Within the construction and infrastructure industry, Downer is leading the way in innovative recycling practices with projects like the recently completed Queenstown Airport apron resurfacing.

A new asphalt layer now covers the airport’s apron, but what lies beneath is the ingenuity of Kiwi-led recycling technologies. The relationship between key stakeholders Queenstown Airport Corporation, Downer, and sustainability partners Close the Loop, Fuji Xerox and DB Breweries, has led to a surfacing solution that converts trash into environmentally responsible, low-carbon asphalt which includes:

  • TonerPave™ – a low-carbon asphalt substitute, developed in partnership with Close the Loop, which uses a mixture of residual waste toner from print toner cartridges and is mixed into the asphalt binder
  • Glass sand – a recycled product made from crushed glass, helping to protect natural aggregates like sand
  • EME2 – a high-modulus structural asphalt, created to build stronger, thinner, longer-lasting surfaces; it employs a very hard bitumen grade which gives superior performance in heavy-duty structure projects.

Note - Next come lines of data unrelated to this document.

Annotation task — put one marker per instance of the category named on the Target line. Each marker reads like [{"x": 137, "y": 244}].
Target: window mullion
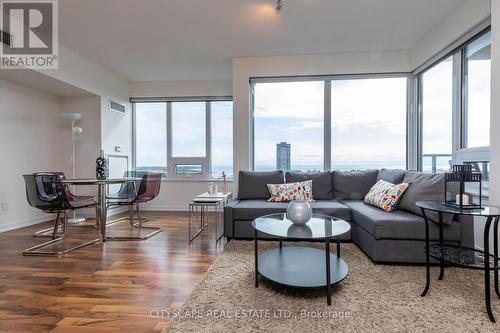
[
  {"x": 208, "y": 140},
  {"x": 327, "y": 124},
  {"x": 170, "y": 162},
  {"x": 459, "y": 109}
]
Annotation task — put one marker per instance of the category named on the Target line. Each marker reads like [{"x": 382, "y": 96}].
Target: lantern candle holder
[{"x": 463, "y": 188}]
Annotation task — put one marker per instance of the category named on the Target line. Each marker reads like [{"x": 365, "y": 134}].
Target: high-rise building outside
[{"x": 283, "y": 150}]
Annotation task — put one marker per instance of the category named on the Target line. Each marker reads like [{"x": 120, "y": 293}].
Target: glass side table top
[
  {"x": 438, "y": 206},
  {"x": 319, "y": 227}
]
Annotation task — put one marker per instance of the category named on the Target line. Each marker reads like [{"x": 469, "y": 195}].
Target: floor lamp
[{"x": 75, "y": 130}]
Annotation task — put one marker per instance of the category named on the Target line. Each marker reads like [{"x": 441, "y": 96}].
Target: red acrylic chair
[
  {"x": 149, "y": 188},
  {"x": 44, "y": 233},
  {"x": 46, "y": 192}
]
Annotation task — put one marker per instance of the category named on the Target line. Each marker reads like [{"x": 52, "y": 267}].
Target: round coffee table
[{"x": 301, "y": 267}]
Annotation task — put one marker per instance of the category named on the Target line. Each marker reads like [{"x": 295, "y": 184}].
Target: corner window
[
  {"x": 288, "y": 126},
  {"x": 193, "y": 138},
  {"x": 477, "y": 89},
  {"x": 151, "y": 137},
  {"x": 436, "y": 98}
]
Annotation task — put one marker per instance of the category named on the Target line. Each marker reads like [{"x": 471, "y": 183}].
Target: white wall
[
  {"x": 116, "y": 130},
  {"x": 495, "y": 104},
  {"x": 30, "y": 140},
  {"x": 323, "y": 64},
  {"x": 467, "y": 15},
  {"x": 181, "y": 88},
  {"x": 88, "y": 143}
]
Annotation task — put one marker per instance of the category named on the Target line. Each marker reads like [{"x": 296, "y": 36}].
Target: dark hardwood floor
[{"x": 110, "y": 287}]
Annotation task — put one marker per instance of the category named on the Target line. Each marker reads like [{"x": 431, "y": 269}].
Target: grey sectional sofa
[{"x": 398, "y": 236}]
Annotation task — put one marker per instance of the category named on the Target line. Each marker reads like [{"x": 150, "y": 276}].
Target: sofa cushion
[
  {"x": 424, "y": 186},
  {"x": 385, "y": 195},
  {"x": 353, "y": 184},
  {"x": 322, "y": 182},
  {"x": 253, "y": 185},
  {"x": 397, "y": 224},
  {"x": 394, "y": 176},
  {"x": 291, "y": 191},
  {"x": 251, "y": 209}
]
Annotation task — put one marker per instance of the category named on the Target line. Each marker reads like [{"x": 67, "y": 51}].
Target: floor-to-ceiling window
[
  {"x": 311, "y": 124},
  {"x": 454, "y": 97},
  {"x": 222, "y": 138},
  {"x": 288, "y": 125},
  {"x": 151, "y": 137},
  {"x": 436, "y": 100},
  {"x": 368, "y": 123},
  {"x": 184, "y": 139},
  {"x": 476, "y": 87}
]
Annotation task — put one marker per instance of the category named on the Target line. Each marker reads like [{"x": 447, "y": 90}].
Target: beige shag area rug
[{"x": 373, "y": 298}]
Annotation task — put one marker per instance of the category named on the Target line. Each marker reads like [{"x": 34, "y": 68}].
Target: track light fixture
[{"x": 279, "y": 5}]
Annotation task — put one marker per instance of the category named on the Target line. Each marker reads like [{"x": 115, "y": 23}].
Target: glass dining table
[{"x": 101, "y": 184}]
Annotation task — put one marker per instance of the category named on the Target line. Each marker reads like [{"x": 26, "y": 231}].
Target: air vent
[
  {"x": 5, "y": 38},
  {"x": 117, "y": 107}
]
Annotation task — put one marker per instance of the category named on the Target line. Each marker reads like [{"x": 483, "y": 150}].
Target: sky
[
  {"x": 188, "y": 133},
  {"x": 368, "y": 121}
]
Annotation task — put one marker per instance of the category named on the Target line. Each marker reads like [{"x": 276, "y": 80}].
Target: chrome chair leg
[
  {"x": 63, "y": 223},
  {"x": 135, "y": 222},
  {"x": 48, "y": 232}
]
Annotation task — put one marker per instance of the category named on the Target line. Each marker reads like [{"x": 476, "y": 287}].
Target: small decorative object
[
  {"x": 213, "y": 188},
  {"x": 101, "y": 167},
  {"x": 299, "y": 212},
  {"x": 224, "y": 181},
  {"x": 459, "y": 185}
]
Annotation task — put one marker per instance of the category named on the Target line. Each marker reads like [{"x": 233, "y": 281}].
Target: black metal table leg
[
  {"x": 256, "y": 260},
  {"x": 487, "y": 296},
  {"x": 328, "y": 286},
  {"x": 441, "y": 242},
  {"x": 495, "y": 243},
  {"x": 427, "y": 263}
]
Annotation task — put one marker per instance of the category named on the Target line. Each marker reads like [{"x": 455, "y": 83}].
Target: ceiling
[{"x": 196, "y": 39}]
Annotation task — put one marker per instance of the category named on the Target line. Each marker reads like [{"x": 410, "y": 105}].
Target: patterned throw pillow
[
  {"x": 385, "y": 195},
  {"x": 291, "y": 191}
]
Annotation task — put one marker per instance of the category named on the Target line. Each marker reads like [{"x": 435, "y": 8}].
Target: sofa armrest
[
  {"x": 228, "y": 218},
  {"x": 466, "y": 230}
]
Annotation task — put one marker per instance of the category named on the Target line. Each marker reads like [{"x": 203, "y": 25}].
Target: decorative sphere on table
[{"x": 299, "y": 212}]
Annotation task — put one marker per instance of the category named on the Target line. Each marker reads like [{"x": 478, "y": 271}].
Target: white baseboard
[{"x": 49, "y": 217}]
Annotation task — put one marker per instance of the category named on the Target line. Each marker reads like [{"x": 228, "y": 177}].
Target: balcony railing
[{"x": 438, "y": 162}]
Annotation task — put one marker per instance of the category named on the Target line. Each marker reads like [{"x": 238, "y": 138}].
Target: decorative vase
[
  {"x": 299, "y": 212},
  {"x": 101, "y": 167}
]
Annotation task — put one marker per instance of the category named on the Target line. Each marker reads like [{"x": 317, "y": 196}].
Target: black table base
[
  {"x": 464, "y": 257},
  {"x": 301, "y": 267}
]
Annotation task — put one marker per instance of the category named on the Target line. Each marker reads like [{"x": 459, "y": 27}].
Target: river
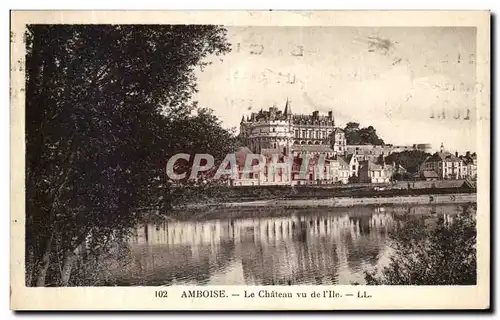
[{"x": 319, "y": 246}]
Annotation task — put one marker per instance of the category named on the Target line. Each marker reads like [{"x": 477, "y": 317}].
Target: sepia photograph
[{"x": 212, "y": 154}]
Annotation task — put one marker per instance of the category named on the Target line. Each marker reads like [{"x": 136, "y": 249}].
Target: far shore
[{"x": 346, "y": 201}]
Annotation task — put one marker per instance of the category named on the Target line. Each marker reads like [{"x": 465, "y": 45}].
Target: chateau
[{"x": 282, "y": 132}]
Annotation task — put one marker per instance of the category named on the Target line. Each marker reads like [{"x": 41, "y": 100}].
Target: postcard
[{"x": 250, "y": 160}]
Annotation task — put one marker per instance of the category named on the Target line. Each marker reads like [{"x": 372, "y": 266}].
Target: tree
[
  {"x": 356, "y": 135},
  {"x": 444, "y": 254},
  {"x": 99, "y": 99}
]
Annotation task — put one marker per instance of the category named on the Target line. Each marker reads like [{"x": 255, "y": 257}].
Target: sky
[{"x": 399, "y": 80}]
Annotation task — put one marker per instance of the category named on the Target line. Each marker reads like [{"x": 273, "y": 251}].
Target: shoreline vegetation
[{"x": 196, "y": 202}]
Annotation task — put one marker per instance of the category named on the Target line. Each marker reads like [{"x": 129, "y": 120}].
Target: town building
[
  {"x": 445, "y": 165},
  {"x": 370, "y": 172}
]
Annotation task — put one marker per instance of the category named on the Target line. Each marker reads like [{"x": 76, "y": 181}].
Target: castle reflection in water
[{"x": 325, "y": 247}]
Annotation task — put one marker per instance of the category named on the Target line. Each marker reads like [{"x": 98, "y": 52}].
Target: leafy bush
[{"x": 441, "y": 254}]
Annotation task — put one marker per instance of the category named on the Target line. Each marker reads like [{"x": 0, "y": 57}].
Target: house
[
  {"x": 370, "y": 172},
  {"x": 353, "y": 164},
  {"x": 470, "y": 161},
  {"x": 427, "y": 175},
  {"x": 339, "y": 170},
  {"x": 445, "y": 164}
]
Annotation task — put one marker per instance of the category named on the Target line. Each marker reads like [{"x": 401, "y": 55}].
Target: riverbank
[{"x": 347, "y": 201}]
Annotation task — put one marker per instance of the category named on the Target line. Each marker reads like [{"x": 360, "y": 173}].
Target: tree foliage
[
  {"x": 105, "y": 106},
  {"x": 356, "y": 135},
  {"x": 444, "y": 254}
]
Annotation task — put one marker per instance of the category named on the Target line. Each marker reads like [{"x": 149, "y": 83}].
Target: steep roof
[
  {"x": 312, "y": 148},
  {"x": 429, "y": 174},
  {"x": 443, "y": 157},
  {"x": 270, "y": 152},
  {"x": 347, "y": 158}
]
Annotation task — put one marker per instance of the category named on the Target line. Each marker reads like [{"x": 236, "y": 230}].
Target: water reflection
[{"x": 324, "y": 247}]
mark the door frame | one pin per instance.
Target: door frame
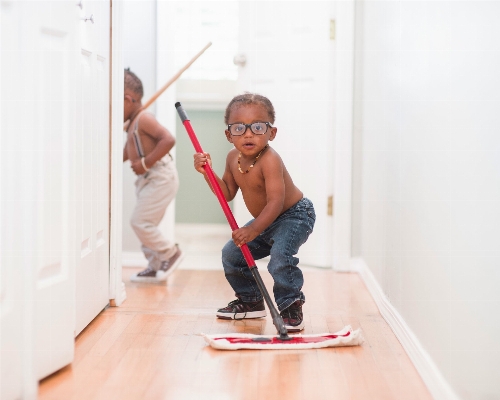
(344, 110)
(117, 293)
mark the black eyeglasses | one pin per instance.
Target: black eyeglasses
(258, 128)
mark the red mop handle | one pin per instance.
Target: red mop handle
(213, 181)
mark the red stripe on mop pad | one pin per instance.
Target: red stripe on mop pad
(236, 341)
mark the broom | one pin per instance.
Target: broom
(346, 337)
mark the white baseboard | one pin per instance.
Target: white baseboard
(432, 377)
(134, 259)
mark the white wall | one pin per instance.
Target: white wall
(426, 178)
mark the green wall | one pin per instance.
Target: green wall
(195, 202)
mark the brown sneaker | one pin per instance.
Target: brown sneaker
(146, 275)
(238, 309)
(168, 266)
(293, 317)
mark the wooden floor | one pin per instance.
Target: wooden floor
(150, 348)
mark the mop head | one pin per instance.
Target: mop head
(237, 341)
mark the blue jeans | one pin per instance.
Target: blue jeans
(281, 240)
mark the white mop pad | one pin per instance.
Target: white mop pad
(236, 341)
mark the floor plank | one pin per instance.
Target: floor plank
(151, 348)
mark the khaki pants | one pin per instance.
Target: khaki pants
(154, 190)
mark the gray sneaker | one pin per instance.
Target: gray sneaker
(168, 266)
(149, 275)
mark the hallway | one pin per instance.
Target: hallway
(150, 348)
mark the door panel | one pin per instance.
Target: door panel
(92, 274)
(48, 41)
(290, 59)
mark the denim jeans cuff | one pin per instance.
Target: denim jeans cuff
(288, 303)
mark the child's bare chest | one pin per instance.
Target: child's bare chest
(252, 181)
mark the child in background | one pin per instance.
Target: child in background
(283, 218)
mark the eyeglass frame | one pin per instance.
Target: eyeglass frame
(268, 125)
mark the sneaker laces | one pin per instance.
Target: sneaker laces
(146, 271)
(235, 303)
(291, 313)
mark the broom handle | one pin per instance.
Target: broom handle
(215, 185)
(277, 320)
(175, 77)
(167, 85)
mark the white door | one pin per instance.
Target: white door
(15, 313)
(290, 59)
(92, 135)
(47, 124)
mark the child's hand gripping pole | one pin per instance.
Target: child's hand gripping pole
(277, 320)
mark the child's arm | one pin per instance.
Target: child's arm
(227, 184)
(165, 141)
(272, 170)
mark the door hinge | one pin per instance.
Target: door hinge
(332, 29)
(329, 207)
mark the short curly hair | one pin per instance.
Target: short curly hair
(249, 99)
(133, 83)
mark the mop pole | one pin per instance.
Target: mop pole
(277, 320)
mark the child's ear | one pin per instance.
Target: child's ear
(274, 130)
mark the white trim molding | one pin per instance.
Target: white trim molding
(117, 294)
(432, 377)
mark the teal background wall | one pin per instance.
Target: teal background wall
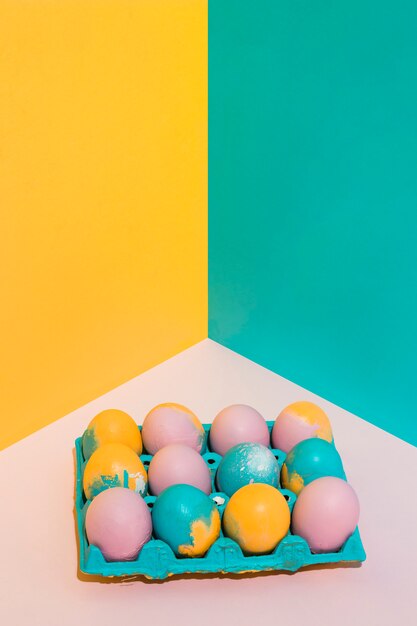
(313, 196)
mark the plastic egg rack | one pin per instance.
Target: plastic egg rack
(156, 560)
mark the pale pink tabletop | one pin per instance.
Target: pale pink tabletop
(39, 583)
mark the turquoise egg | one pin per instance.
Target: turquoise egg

Adding toner and EME2 into the mix works to stiffen the asphalt surface as it gets hotter, meaning the apron is less vulnerable to rutting and water ingress.

“By partnering with Kiwi organisations such as Queenstown Airport, Downer can pioneer this form of sustainable asphalt which provides a robust, durable surface in all weathers,” says George Leidig, Downer general manager of surfacing operations.

Sustainability across the project

Not stopping at recycled materials, sustainability was incorporated into all aspects of the project. Downer’s state-of-the-art mobile asphalt plant was located at the end of Queenstown Airport’s runway over the course of the project. Having the mobile asphalt onsite reduced road haulage significantly, which minimised the need for large trucks on local roads, as well as reducing emissions across the fleet.

DB Breweries’ beer bottle crushing machine within the airport’s lounge area converted glass bottles to sand in front of the public

The project included an activation space in the airport lounge area with a trade stand showcasing the project, a recycling station for waste toner cartridges, and the DB Breweries beer bottle crushing machine which converts glass bottles to sand in front of the public.

“When companies come together in this way with a united vision for delivering recycling solutions, the results can be groundbreaking and the benefits long-lived,” says Mr Leidig. “We are constantly exploring ways to minimise waste by repurposing recycled materials into new products. Our approach to sustainability is critical to the long-term value we create for the communities we serve.”

Through creating new and innovative solutions for a more sustainable future, Downer is helping to create a legacy for the generations of New Zealanders to come.